O fato é que o comércio venceu, uma vez mais: floriculturas estavam lotadas na última terça-feira, joalherias faturaram mais e, para horror das feministas, até panelas de pressão tiveram um incremento de vendas num período tradicionalmente ruim para as lojas. Entretanto, parece-me que nada disso é particularmente importante, apenas um reflexo das práticas sociais num mundo em que manifestações de afeto parece que precisam ser expressas materialmente. Basta ver os quartos de crianças de classe média, entupidos de brinquedos que, por serem tantos, mal são tocados. (E brinquedos intocados, como diria meu saudoso professor de português, João Tortello, é uma contradição em termos). Muitas vezes pais e avós substituem presença e manifestações de afeto por presentes caros e preferencialmente volumosos, da mesma forma que homens acham que podem substituir amor, sexo e fidelidade por flores, jóias e jantares caros.
               Em muitos lugares do planeta, o avanço das mulheres é flagrante. Hoje já está comprovado que elas lêem mais do que os homens, particularmente ficção. Numa sociedade em que a exibição de força física já não é tão importante (a não ser pela mania, um pouco excessiva, da modelagem corporal por meio de exercícios, esportes e intervenções cirúrgicas) o controle social tende a ficar nas mãos de quem sabe mais, cria, configura (formata) e controla o conhecimento. Por ler mais, estudar mais, doutorar-se mais, dedicar mais tempo à sua formação, a mulher tende a ocupar espaços cada vez maiores. Pelo menos no ocidente.
Em muitos países, como naqueles de civilização muçulmana (e não falamos apenas dos árabes: nem todos os muçulmanos são árabes e nem todos os árabes são muçulmanos, como nos explica Peter Demant no livro O mundo muçulmano) a mulher parece estar ainda em uma outra época histórica. Sem direitos civis (não pode decidir sua própria vida, não pode ir para onde quer), políticos (não tem direito a voto, mesmo nas poucas manifestações democráticas, na maioria dos países) e sociais (depende dos pais e depois do marido, para quase tudo) não acompanhou os avanços conquistados pelas mulheres ocidentais.
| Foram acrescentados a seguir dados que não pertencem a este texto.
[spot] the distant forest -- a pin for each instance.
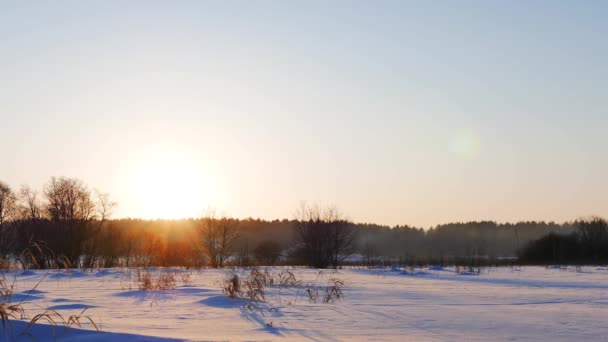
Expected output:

Cabe, é claro a pergunta: por que, então, as mulheres do mundo ocidental ainda não ganham o mesmo que o homem, mesmo quando exercem as mesmas funções, como pesquisas recentes estão mostrando?
Mais uma vez temos que falar do tempo histórico, muito mais lento para as mudanças de mentalidade do que para alterações políticas ou econômicas. Com todas as transformações econômicas, sociais e políticas que provocaram, mesmo as grandes revoluções do século XX não pareceram ter dado uma igualdade completa às mulheres. A Revolução Francesa demorou para reconhecer os direitos das mulheres, os soviéticos alegavam que elas tinham que esperar que o processo revolucionário se completasse para obter igualdade total (e nunca tivemos uma secretária geral do Partido Comunista mulher), em Cuba, até agora, luta-se contra o que chamam de “machismo latino”. Enquanto ocorrem mudanças de estrutura em ritmo acelerado, práticas cotidianas, papéis sociais e familiares, enfim, os universos de representação a respeito de mulheres sustentam-se, teimosamente, como há séculos.
Não ser inferior (nem superior), não significa, é claro, ser igual. Além das diferenças físicas, e em parte, parece, por conta delas, tende a haver diferenças na percepção do mundo e das pessoas, entre homens e mulheres. Benditas diferenças. Em poucos milênios o ser humano chegou a um nível extraordinário de desenvolvimento cientifico, avanço tecnológico e conforto material. Contudo, esse mundo conduzido pelos homens parece ter chegado a um impasse. Estamos começando a destruir mais do que construir, a matar mais do que criar, a ser hospedes indesejados de um planeta revoltado, a neutralizar avanços democráticos com restrições intoleráveis à liberdade.
Quem sabe, realmente, não tenha chegado a hora de entregar o poder às mulheres.